Les étudiants semblaient très intéressés par ces indications.
— Mais après cette période d’exaltation, les recherches liées au monde du sommeil stagnent, les découvertes ralentissent, la mode onirologique passe et on assiste à un abandon progressif de l’engouement pour l’exploration du continent des rêves. Cependant, le temps n’est pas seul en cause : là où l’acharnement scientifique dans une seule direction mène à une impasse, la géographie peut parfois aider à débloquer les choses. Et je voudrais attirer votre attention sur une découverte faite par l’ethnologue anglais Kilton Stewart en 1930 en Malaisie. Là-bas, en pleine forêt, que dis-je ? en pleine jungle, il rencontre par hasard une tribu, les Senoïs, qui ne vivent que pour et par le rêve. Ils maîtrisent parfaitement le rêve lucide et arrivent ainsi à trouver un équilibre politique, social et psychologique. Selon Stewart, cette société des Senoïs est totalement exempte de toute forme d’angoisse, de dépression, d’agressivité ou de pulsions suicidaires. Toutes ces tendances sont parfaitement régulées par un sommeil volontairement dompté.
Elle nota sur le tableau le nom de la tribu malaisienne : « SÉNOÏ », et le souligna plusieurs fois.
— Merci de votre attention. Et n’oubliez pas, si vous dormez mal, de penser à : 1) changer de matelas pour en prendre un plus dur ;
2) vous coucher régulièrement à la même heure ;
3) ne pas boire de café ou de jus d’orange le soir ;
4) éviter les somnifères chimiques de type benzodiazépines ;
5) et faire l’amour. C’est encore le meilleur somnifère naturel. Si vous ne le faites pas pour l’autre, faites-le pour… améliorer la qualité de votre sommeil.

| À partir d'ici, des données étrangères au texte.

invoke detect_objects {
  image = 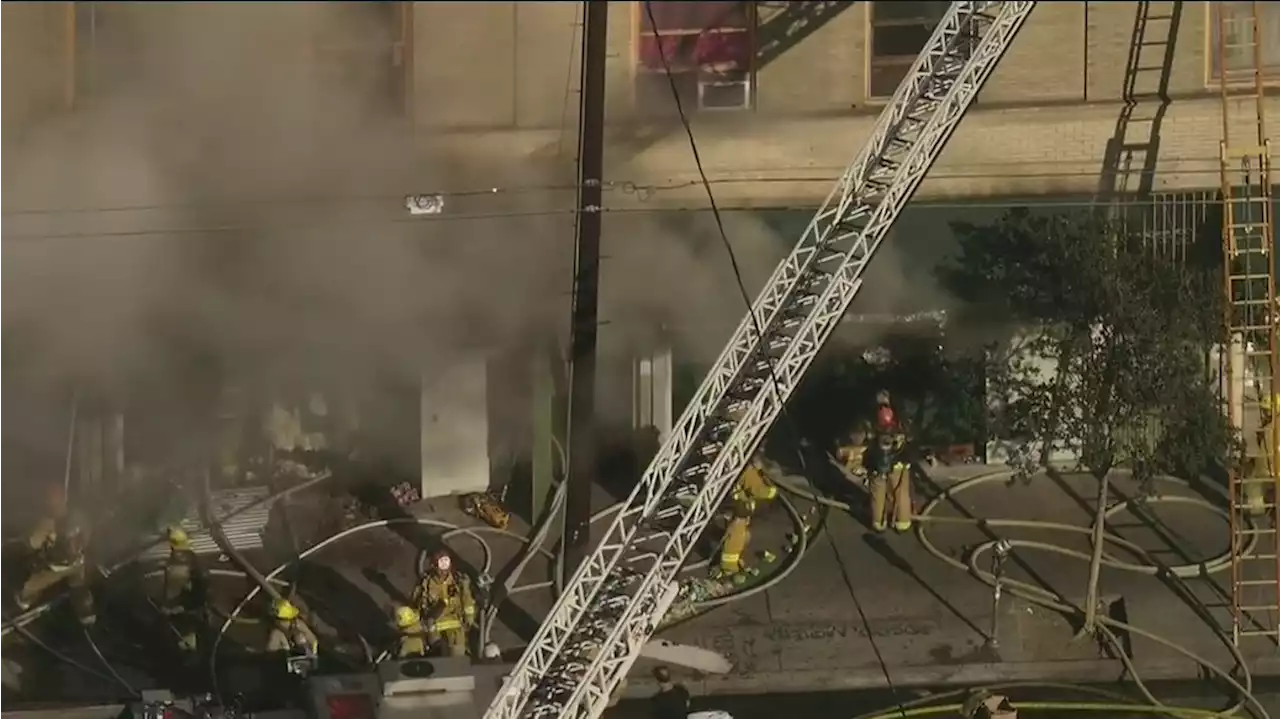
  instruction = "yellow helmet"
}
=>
[396,606,421,629]
[271,599,298,622]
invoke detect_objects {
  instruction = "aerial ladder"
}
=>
[1212,3,1280,645]
[485,3,1036,719]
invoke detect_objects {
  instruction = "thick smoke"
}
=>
[0,3,583,501]
[0,3,952,514]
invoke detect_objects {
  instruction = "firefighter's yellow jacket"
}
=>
[396,622,428,659]
[266,619,320,654]
[27,517,84,571]
[413,572,476,632]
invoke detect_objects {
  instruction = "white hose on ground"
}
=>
[778,470,1268,719]
[0,472,332,638]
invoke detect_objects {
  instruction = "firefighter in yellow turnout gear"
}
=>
[863,390,911,532]
[266,591,320,659]
[413,551,476,656]
[714,496,756,583]
[733,455,778,505]
[396,606,430,659]
[157,527,209,652]
[14,485,97,626]
[713,454,778,583]
[1233,388,1280,517]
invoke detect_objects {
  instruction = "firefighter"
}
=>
[413,551,476,656]
[14,485,97,626]
[714,496,755,583]
[1240,388,1280,517]
[960,693,1018,719]
[266,599,320,659]
[836,421,870,480]
[160,527,209,654]
[733,454,778,508]
[863,390,911,532]
[396,606,428,659]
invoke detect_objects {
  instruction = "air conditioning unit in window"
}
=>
[698,77,751,110]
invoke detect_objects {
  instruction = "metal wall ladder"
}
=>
[1098,0,1183,209]
[1211,1,1280,645]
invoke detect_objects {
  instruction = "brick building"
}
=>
[0,0,1280,473]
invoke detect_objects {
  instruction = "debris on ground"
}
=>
[392,482,422,508]
[462,493,511,530]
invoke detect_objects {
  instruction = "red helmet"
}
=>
[876,404,897,432]
[431,550,453,573]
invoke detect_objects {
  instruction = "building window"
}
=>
[868,0,951,99]
[1208,3,1280,81]
[636,0,755,110]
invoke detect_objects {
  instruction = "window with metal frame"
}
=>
[636,0,755,111]
[867,0,951,99]
[1207,3,1280,82]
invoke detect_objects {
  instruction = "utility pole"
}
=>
[561,0,609,580]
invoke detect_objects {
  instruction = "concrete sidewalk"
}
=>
[619,467,1280,695]
[299,466,1280,695]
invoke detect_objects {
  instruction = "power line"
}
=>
[644,0,906,719]
[0,165,1220,219]
[0,197,1220,244]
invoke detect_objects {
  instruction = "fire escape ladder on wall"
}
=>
[1098,0,1183,211]
[1216,3,1280,644]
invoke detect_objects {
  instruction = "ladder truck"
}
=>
[485,1,1036,719]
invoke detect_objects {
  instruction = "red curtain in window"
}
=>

La salle détendue applaudit à tout rompre. Les étudiants se levèrent pour lui faire une ovation.
Caroline avait le visage empourpré par l’émotion, elle n’était pas insensible à ces signes d’estime collective.
Quand elle sortit de l’auditorium, des photographes la fusillèrent de leurs flashs et quelques journalistes signalèrent qu’ils souhaitaient l’interviewer.
— Il paraît que vous avez un projet secret, pouvez-vous nous en parler ? demanda l’un d’entre eux.
— Si c’est un « projet secret », je préfère ne pas en parler, répondit-elle. Vous savez, je suis superstitieuse, je crois qu’on peut faire échouer une expérience prometteuse rien qu’en en parlant.
— Donnez-nous quand même un indice, insista un autre journaliste.
— Nous voulons travailler avec vous, madame, dit une étudiante en médecine.
— Nous adorons ce que vous faites, surenchérit un autre. On vous soutiendra toujours. Jacques Klein était très impressionné par la prestation de sa mère et l’accueil de cette foule. Il comprit que le sommeil pouvait aussi apporter la gloire.